William Saliba, le roc aux origines camerounaises qui protège Arsenal
À 25 ans, William Saliba n’a plus rien à prouver à personne ou presque. Le défenseur central est devenu, saison après saison, l’un des meilleurs de sa génération en Premier League. Pas le plus spectaculaire. Le plus fiable.
Sous les ordres de Mikel Arteta, il est la colonne vertébrale d’une défense qu’Arsenal a érigée en forteresse pour aller chercher la finale de Ligue des champions. 31 sélections au compteur, une première Coupe du monde en 2022 dans les valises, et une charnière centrale qui s’annonce redoutable avec Upamecano pour cet été en Amérique du Nord.

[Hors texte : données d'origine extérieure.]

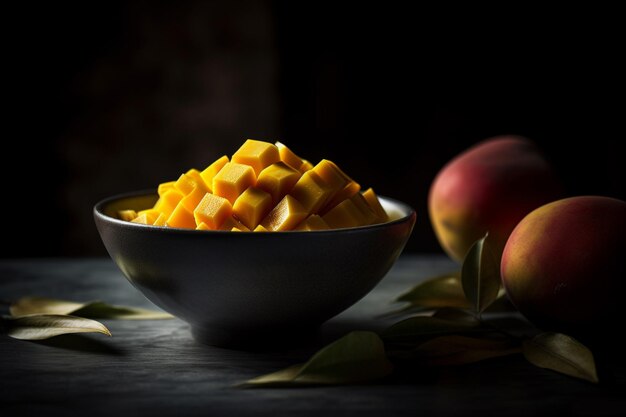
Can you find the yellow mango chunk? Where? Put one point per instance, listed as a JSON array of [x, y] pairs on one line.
[[212, 210], [166, 186], [127, 215], [209, 173], [374, 203], [197, 177], [257, 154], [288, 157], [191, 200], [168, 202], [232, 180], [285, 215], [345, 214], [252, 206], [331, 174], [181, 217], [187, 182], [151, 214], [313, 222], [312, 192], [203, 226], [263, 187], [306, 166], [141, 219], [161, 220], [278, 179], [231, 223], [348, 191]]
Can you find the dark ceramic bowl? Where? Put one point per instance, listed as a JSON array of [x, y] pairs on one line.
[[233, 287]]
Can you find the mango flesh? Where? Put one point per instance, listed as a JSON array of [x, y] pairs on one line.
[[489, 188], [263, 187], [564, 266]]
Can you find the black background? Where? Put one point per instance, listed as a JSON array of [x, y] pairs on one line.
[[110, 97]]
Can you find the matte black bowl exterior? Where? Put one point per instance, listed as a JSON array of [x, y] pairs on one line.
[[234, 286]]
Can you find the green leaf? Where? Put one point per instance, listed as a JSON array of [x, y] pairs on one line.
[[94, 309], [561, 353], [416, 328], [44, 326], [480, 275], [441, 291], [357, 357]]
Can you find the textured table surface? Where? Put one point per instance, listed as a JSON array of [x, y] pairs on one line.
[[155, 368]]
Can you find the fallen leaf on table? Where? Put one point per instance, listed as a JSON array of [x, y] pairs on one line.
[[441, 291], [44, 326], [357, 357], [93, 309], [561, 353]]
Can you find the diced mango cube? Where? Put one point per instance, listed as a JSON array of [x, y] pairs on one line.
[[165, 186], [181, 217], [344, 214], [212, 210], [187, 182], [203, 226], [288, 157], [331, 174], [252, 206], [151, 214], [306, 166], [374, 203], [313, 222], [348, 191], [231, 223], [285, 215], [141, 219], [197, 177], [127, 215], [232, 180], [191, 200], [161, 220], [210, 171], [168, 201], [257, 154], [311, 192], [278, 179]]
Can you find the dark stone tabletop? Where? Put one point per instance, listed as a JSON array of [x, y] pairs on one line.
[[155, 368]]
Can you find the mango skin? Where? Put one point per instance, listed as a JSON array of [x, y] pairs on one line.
[[489, 188], [564, 265]]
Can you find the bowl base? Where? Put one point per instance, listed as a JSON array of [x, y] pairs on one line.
[[256, 339]]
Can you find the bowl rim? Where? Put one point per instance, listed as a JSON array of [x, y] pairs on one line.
[[99, 213]]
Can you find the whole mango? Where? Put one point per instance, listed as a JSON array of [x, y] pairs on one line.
[[564, 265], [489, 188]]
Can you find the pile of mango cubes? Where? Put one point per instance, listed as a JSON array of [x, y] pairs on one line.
[[263, 187]]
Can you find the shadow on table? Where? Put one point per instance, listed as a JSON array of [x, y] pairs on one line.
[[81, 343]]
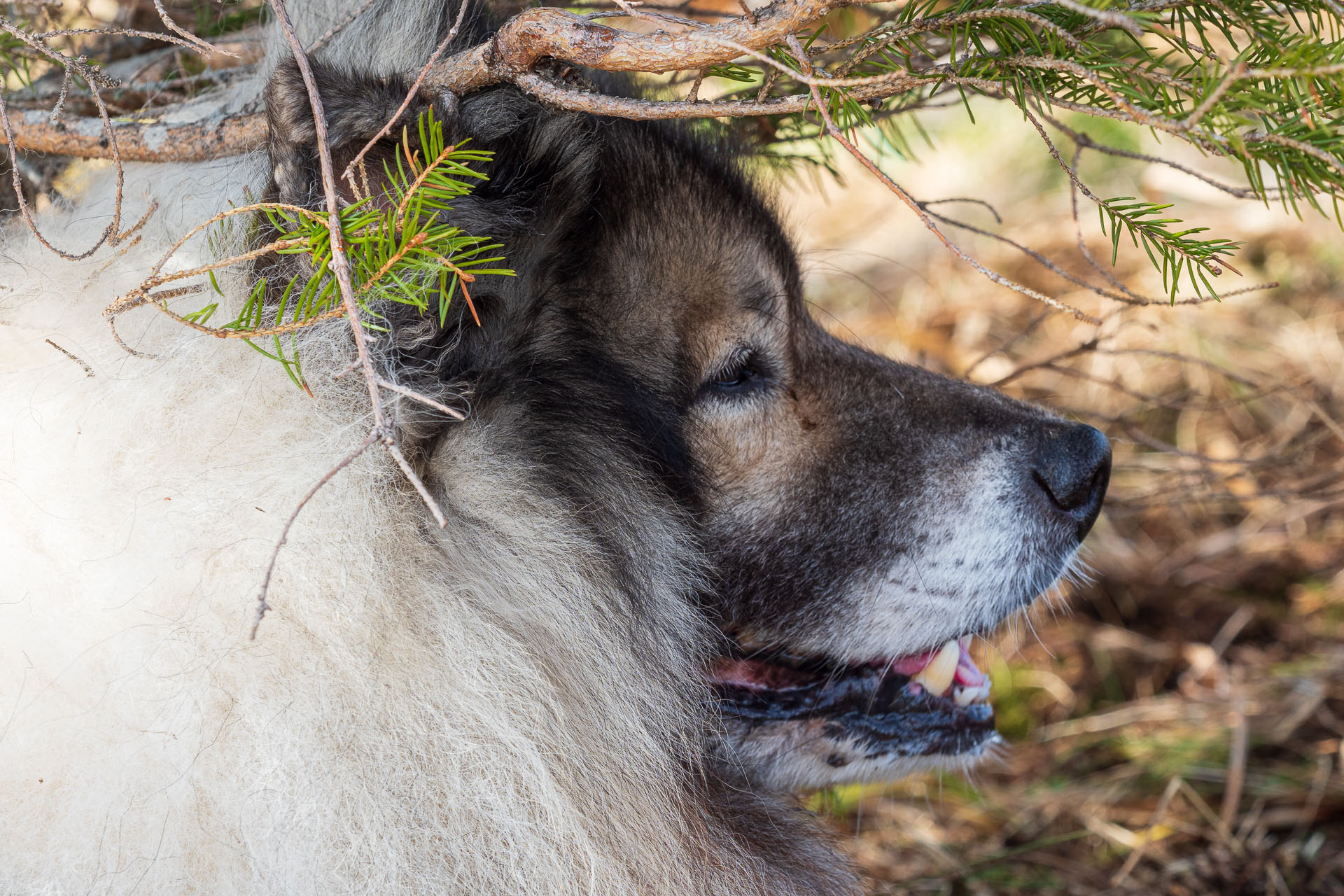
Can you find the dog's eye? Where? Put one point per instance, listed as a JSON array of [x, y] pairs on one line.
[[741, 370]]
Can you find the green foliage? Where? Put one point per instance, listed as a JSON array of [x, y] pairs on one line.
[[400, 246], [1257, 83]]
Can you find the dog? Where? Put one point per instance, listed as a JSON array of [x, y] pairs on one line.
[[701, 554]]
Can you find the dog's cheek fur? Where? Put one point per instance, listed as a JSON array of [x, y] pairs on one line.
[[891, 498], [489, 708]]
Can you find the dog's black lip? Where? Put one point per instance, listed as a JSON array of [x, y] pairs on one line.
[[867, 703]]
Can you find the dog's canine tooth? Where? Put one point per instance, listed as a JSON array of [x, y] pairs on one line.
[[965, 696], [937, 676]]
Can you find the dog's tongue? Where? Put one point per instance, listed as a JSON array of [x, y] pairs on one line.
[[939, 671]]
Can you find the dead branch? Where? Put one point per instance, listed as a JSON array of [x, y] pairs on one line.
[[545, 31], [382, 431]]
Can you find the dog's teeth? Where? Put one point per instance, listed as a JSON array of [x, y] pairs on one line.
[[937, 676], [965, 696]]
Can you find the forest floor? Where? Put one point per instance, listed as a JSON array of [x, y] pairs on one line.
[[1176, 723]]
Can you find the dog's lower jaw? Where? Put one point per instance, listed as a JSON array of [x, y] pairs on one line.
[[804, 758]]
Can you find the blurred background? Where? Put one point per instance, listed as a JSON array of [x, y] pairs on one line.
[[1174, 723], [1174, 720]]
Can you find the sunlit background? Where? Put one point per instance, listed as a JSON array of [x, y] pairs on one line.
[[1175, 723]]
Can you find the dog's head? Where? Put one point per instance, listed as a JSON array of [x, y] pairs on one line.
[[859, 517]]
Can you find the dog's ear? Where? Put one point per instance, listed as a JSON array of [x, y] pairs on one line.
[[539, 179], [355, 111], [540, 171]]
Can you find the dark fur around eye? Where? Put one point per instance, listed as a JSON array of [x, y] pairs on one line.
[[742, 370]]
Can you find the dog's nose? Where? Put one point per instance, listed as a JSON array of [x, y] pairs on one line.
[[1072, 466]]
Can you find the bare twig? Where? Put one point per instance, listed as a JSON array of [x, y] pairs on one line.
[[422, 399], [382, 431], [192, 41], [73, 358], [410, 94], [835, 133], [284, 533]]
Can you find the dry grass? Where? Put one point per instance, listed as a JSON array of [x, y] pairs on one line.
[[1183, 729]]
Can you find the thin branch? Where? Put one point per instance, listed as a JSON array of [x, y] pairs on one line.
[[284, 533], [382, 431], [916, 207], [422, 399], [192, 41], [410, 94]]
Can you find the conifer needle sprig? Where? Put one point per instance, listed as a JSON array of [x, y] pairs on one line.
[[400, 245]]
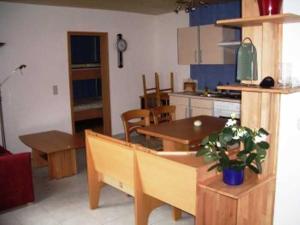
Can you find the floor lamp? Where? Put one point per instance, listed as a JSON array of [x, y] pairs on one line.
[[1, 111]]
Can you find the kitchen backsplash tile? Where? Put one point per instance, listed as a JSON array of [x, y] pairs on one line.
[[211, 75]]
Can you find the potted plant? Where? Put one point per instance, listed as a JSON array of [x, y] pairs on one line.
[[218, 147]]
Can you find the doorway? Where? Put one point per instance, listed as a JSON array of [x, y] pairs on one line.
[[89, 82]]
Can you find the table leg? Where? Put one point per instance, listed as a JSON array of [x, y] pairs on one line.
[[62, 164], [176, 213], [173, 146], [39, 158]]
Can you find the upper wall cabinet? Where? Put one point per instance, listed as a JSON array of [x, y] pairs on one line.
[[199, 45], [187, 45]]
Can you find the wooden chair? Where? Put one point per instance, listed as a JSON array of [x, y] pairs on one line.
[[164, 113], [133, 119]]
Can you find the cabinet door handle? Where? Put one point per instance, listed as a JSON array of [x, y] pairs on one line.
[[200, 56], [196, 56]]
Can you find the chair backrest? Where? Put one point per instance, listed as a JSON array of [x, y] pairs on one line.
[[150, 95], [153, 97], [164, 113], [133, 119]]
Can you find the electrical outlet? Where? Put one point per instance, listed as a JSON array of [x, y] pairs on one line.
[[55, 89], [298, 123]]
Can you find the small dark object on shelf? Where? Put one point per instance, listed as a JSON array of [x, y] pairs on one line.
[[267, 82]]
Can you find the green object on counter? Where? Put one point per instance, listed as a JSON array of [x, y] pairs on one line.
[[247, 61]]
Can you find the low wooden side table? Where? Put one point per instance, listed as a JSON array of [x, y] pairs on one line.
[[55, 149]]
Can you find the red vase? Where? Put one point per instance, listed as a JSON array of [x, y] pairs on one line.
[[269, 7]]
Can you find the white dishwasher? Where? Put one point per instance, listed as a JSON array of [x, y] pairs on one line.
[[225, 109]]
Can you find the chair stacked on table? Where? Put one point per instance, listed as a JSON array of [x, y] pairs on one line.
[[133, 119]]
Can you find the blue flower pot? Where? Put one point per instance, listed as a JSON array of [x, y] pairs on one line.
[[232, 176]]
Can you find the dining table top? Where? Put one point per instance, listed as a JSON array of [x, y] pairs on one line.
[[184, 131]]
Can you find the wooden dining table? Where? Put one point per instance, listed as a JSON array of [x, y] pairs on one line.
[[183, 135]]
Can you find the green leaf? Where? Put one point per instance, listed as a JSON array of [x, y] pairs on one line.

Ce que peu de gens savent, ou oublient, c’est que Saliba est né à Bondy, en Seine-Saint-Denis, d’une mère camerounaise et d’un père franco-libanais. Un carrefour du monde dans un quartier de banlieue. L’ancien Marseillais porte donc, malgré lui, deux maillots en une seule carrière.
Aurélien Tchouaméni, patron au milieu malgré une fin de saison agitée
Rouen, famille camerounaise, père pharmacien devenu dirigeant dans l’industrie, mère conseillère principale d’éducation dans la région lyonnaise. Aurélien Djani Tchouaméni n’est pas né dans une ville de foot, il s’est construit dans le foot.
À 26 ans et 44 sélections, il est aujourd’hui ce que les Bleus cherchaient depuis des années : un milieu défensif qui ne se perd pas, qui ne court pas dans tous les sens, qui tient. Quand ses concurrents au poste peinent à enchaîner les matchs de niveau, lui impose une régularité de métronome.
Pourtant, la fin de saison au Real Madrid n’a rien eu de paisible. Une altercation avec son coéquipier Federico Valverde a fait du bruit dans les médias espagnols. Tchouaméni sait encaisser. En équipe de France, il retrouve un environnement où il n’est plus un simple rouage — il est le patron de l’entrejeu.
Kylian Mbappé, 12 buts en Coupe du monde et des racines à Douala
Soyons directs : Kylian Mbappé est l’héritier camerounais le moins discret de la planète football. Son père, Wilfrid Mbappé Lottin, est né à Douala au Cameroun, de parents douala. Il a été footballeur de niveau régional avant de devenir entraîneur des moins de 15 ans à l’Association sportive de Bondy. Sa mère, Fayza Lamari, est née à Bondy de parents algériens kabyles originaires d’Amizour, dans la wilaya de Béjaïa, elle a été handballeuse en division 1 dans ce même club jusqu’en 2001.
Kylian, lui, c’est Bondy. Banlieue nord-est de Paris. 27 ans. 96 sélections. Trois Coupes du monde.
Quarante et un buts toutes compétitions confondues cette saison malgré des pépins physiques, une saison collective blanche du côté du Real Madrid, et des critiques qui ne désarment pas dans la presse. Ça fait beaucoup pour un seul homme. Pourtant, à chaque Mondial, Mbappé passe dans une autre dimension. Titré en 2018 dès sa première participation. Finaliste en 2022, à deux pas d’un doublé historique. Déjà 12 buts dans la compétition reine à 27 ans.
Ce qui frappe surtout, c’est cette capacité à transformer la pression en carburant. Quoiqu’il arrive en club, la Coupe du monde le remet systématiquement dans la lumière. À Bondy, le père entraîne encore les jeunes. À Madrid, et bientôt en Amérique du Nord, le fils porte l’espoir de plusieurs continents à la fois.